Co-teacher wants to contribute.
Co-teacher wants to team teach.
Co-teacher wants to write lesson plans.
Co-teacher’s English is only mid-level.
Co-teacher feels worthless, and I don’t blame her.
Co-teacher feels her only value is to keep order.
My lessons are jam-packed and media rich, and I’m really making a difference with their phonics. I only need the co-teacher for a little help with order. Because I can not give test scores or grades, the only power I have to keep the kids in line – besides in-class work – is the co-teacher. But I would be bored out of my mind as a co-teacher too.
I would welcome team teaching but it doesn’t make sense with the way in which the schools are structured – we can’t both bring in our expertise in only 50 minutes, and especially not with a class of 40+ which has three levels of students.
Someone told this poor girl that we would be a team.
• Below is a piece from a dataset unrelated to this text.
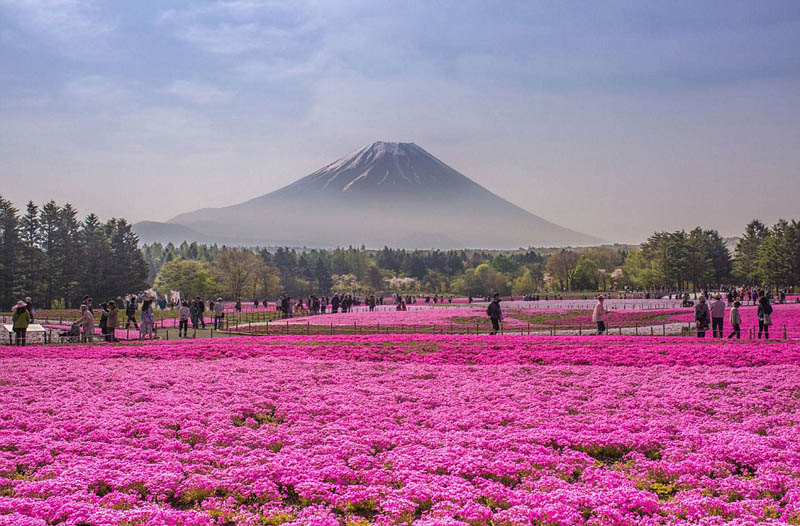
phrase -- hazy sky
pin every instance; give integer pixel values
(615, 118)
Even the book of sample crappy lesson plans is entitled, “working together.” Except for making her translate (which totally negates the whole idea of immersion teaching) and keeping the kids on task, I don’t really understand what role she can play.
I told her would be willing to change my lesson plans to follow the Korean English teacher’s lessons more closely, and she got all excited. “To be honest, when it comes to the speaking portions of our lessons, the Korean English teachers just skip that part.”
Great.
I wonder if the ministry of education is aware of this.
My other co-teacher is AWOL, so even if we do work out some system of coordinating lessons, then the lesson plan must fill out the missing co-teacher’s place when he doesn’t show. And btw, he’s a math teacher who was ill last year. In my conversations with other foreign Native English Teachers, it seems like this co-teacher assignment is similar to disability duty, and it is common for the co-teachers to bail. On the other extreme, it appears my female co-teacher was honored with this assignment, was told it was important, did it to get in good with the vice principal, and the job is beginning to reveal itself as the job nobody really should want. So this is what you get when you go for the glory…
This system sucks for all involved – the poor co-teacher, the students, and for us.
Aside from having to establish my boundaries every day as a foreigner who looks Korean but doesn’t deserve to be treated as if I were Korean, and as an a-religious person placed unknowingly in a private institution that is devoutly religious, on top of all that I must deal with the extremes of an overly conscientious teacher and an overly un-conscientious teacher, who I am supposed to have an intimate working relationship with.
My only solutions are both painful – speak with the Vice Principal about this situation (and his English comprehension is only intermediate) find a way to make my co-teacher understand that what she wants is impossible in the current situation, and perhaps call a meeting of all the Korean English teachers to see what we can do to re-structure this fatally flawed system, independent of the school district.
My preferred solution would be to ignore this, were it not for the co-teacher continually mentioning it. It’s going to be a long year. And I think I will be moving on next year.